C++ Progress - Portfolio

This blog is going to serve as a progress report of my understandings related to the C++ programming language.

What should one expect?

A beginners daily(~ almost) report on C++
A lot of mistakes
Some insights which will surely be redundant to a professional C++ programmer.

I am following this playlist on C++ and also would try to link various blog posts as I go along.

C++ compilation and linking

Once you have your environment setup, fire up your favourite IDE and then write the hello world program(follow the culture).

#include <iostream>
int main(){
    std::cout << "Hello World" << std::endl;
    std::cin.get();
}

Name this file whatever you want, I will keep it simple and name it hello.cpp. Once we have our source code we need to compile this. Compilation is a process to transform a high level language into machine level language (the 1s and 0s). The compilation process in C++ is rather well structured and logical. Let’s go through this one step after the other.

Pre-processing

In a C++ file we have a lot of pre-processor statements. These statements have a # prefixed to them. In the first stage of compilation the cpp(C pre processor) expands the pre-processor statements, deals with the macros and converts the small code file(source code) into a valid code file that the g++(GNU compiler) can compile.

$ cpp hello.cpp > hello.i

The file hello.i has ~28k code lines. The iostream library is copied and pasted where the #include statement resides.

many lines

Compiling to assembly language

Once the pre-processing is done, the code needs to be compile to assembly language. Assembly language (or assembler language), often abbreviated asm, is any low-level programming language in which there is a very strong correspondence between the instructions in the language and the architecture’s machine code instructions. The asm is dependant on the architecture of the processor.

$ g++ -S hello.i

This command creates a hello.s file. If you are curious, about how the code looks like, here it is.

	.file	"demo.cpp"
	.text
	.section	.rodata
	.type	_ZStL19piecewise_construct, @object
	.size	_ZStL19piecewise_construct, 1
_ZStL19piecewise_construct:
	.zero	1
	.local	_ZStL8__ioinit
	.comm	_ZStL8__ioinit,1,1
.LC0:
	.string	"Hello World"
	.text
	.globl	main
	.type	main, @function
#truncated...

One step of compilation is done. We have successfully compiled our hello.cpp to hello.s.

Assembling to object code

With our assembly level code at hand, we can compile this into object code. This is where the assembler comes into play. The assembler takes in the assembly level language and assembles(read compiles) into the object code. The object code is the machine level code that the machine understands.

$ as -o hello.o hello.s

The object code is the final compiled machine level code that we want from the source hello.cpp file written.

Linking

After the code is compiled, the object files are given to the linker.
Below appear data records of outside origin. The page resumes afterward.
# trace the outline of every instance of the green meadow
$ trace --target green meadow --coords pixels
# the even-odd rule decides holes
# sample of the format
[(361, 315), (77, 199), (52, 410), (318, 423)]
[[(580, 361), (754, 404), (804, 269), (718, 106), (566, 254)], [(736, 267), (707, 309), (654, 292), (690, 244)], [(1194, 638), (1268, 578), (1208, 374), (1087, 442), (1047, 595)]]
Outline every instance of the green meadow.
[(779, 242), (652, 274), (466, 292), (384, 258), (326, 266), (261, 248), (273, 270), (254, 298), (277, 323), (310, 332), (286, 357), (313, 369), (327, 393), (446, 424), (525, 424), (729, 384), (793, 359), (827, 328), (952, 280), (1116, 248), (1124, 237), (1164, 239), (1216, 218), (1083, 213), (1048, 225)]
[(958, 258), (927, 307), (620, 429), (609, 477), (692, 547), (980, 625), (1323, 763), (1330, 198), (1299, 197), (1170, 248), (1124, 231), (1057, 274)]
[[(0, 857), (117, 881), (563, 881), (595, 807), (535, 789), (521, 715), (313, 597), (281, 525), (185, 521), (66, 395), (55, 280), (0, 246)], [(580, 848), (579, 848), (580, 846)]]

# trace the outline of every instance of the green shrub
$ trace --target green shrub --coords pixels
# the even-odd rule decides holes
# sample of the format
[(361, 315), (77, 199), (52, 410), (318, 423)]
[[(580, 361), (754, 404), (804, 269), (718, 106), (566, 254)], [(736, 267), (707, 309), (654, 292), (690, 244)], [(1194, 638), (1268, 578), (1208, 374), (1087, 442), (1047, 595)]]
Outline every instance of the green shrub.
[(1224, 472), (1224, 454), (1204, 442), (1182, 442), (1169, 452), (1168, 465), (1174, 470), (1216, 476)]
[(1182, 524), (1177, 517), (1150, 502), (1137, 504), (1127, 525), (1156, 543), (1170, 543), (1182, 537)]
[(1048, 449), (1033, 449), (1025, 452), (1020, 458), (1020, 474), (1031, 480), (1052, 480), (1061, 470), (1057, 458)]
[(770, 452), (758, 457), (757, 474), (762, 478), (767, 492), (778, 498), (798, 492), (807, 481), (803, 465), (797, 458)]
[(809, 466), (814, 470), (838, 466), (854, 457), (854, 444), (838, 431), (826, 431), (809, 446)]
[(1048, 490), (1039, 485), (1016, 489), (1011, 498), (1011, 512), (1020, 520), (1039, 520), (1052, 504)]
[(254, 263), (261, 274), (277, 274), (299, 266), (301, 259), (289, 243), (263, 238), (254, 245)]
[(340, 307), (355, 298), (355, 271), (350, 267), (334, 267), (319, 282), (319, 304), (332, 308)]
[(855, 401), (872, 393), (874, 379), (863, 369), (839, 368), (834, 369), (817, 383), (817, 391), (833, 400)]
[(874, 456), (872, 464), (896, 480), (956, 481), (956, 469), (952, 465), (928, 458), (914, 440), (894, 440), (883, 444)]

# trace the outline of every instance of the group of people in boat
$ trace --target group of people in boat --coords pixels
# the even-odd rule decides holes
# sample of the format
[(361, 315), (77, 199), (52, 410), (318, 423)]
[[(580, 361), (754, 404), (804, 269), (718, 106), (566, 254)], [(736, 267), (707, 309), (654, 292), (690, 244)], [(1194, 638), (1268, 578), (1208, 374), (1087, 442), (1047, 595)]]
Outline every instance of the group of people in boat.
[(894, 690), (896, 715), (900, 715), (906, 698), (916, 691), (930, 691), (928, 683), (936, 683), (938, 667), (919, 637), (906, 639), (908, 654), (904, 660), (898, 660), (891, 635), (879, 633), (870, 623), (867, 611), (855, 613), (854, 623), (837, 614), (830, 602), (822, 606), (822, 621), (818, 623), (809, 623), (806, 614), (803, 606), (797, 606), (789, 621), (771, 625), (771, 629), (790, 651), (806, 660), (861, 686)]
The linker takes in different object files and links them together. Linking is necessary as different symbols are linked and each modules is compiled into one application.

$ ld -o hello hello.o

The linker after linking the different object files, outputs an executable. ./hello is the trigger that can be used to run the hello executable.

This blog is a comprehensive guide into the compilation and linking.

Variables

The basics that is there to variables is that they are data storage spaces. They memory location that data can be stored in are categorised by the virtue of their size. To designate the type of memory used we assign datatypes to each and every variable.

Some primitive type variables are:

char, short, int, long, long long
float, double
bool

The size assigned by different data types depend on the compiler that you use. The following code snippet when run, would provide you with the size provided by your specific compiler.

#include <iostream>
int main(){
    bool bool_variable = 0;
    std::cout << "[INFO] Size of char: " << sizeof(char) << std::endl;
    std::cout << "[INFO] Size of short: " << sizeof(short) << std::endl;
    std::cout << "[INFO] Size of int: " << sizeof(int) << std::endl;
    std::cout << "[INFO] Size of long: " << sizeof(long) << std::endl;
    std::cout << "[INFO] Size of long long: " << sizeof(long long) << std::endl;
    std::cout << "[INFO] Size of float: " << sizeof(float) << std::endl;
    std::cout << "[INFO] Size of double: " << sizeof(double) << std::endl;
    std::cout << "[INFO] Size of bool: " << sizeof(bool) << std::endl;
    std::cin.get();
}

The most intriguing discussion in terms of datatypes is that there are something called unsigned datatypes in C++. Let us suppose that with the int datatype, the compiler specifies a memory space of 4 bytes. One byte consists of 8 bits. Each bit can hold either 0 or 1. Now, with signed int 4x8 - 1 number of bits are used as storage. The one bit is kept to determine the sign of the number, that is whether the number is negative or positive. Hence the range of numbers we can store with an unsigned int is \(-31^2 <-> 31^2\). When we are certain that we would not like to store negative numbers, we can use the unsigned int which stores numbers between \(0 <-> 32^2\).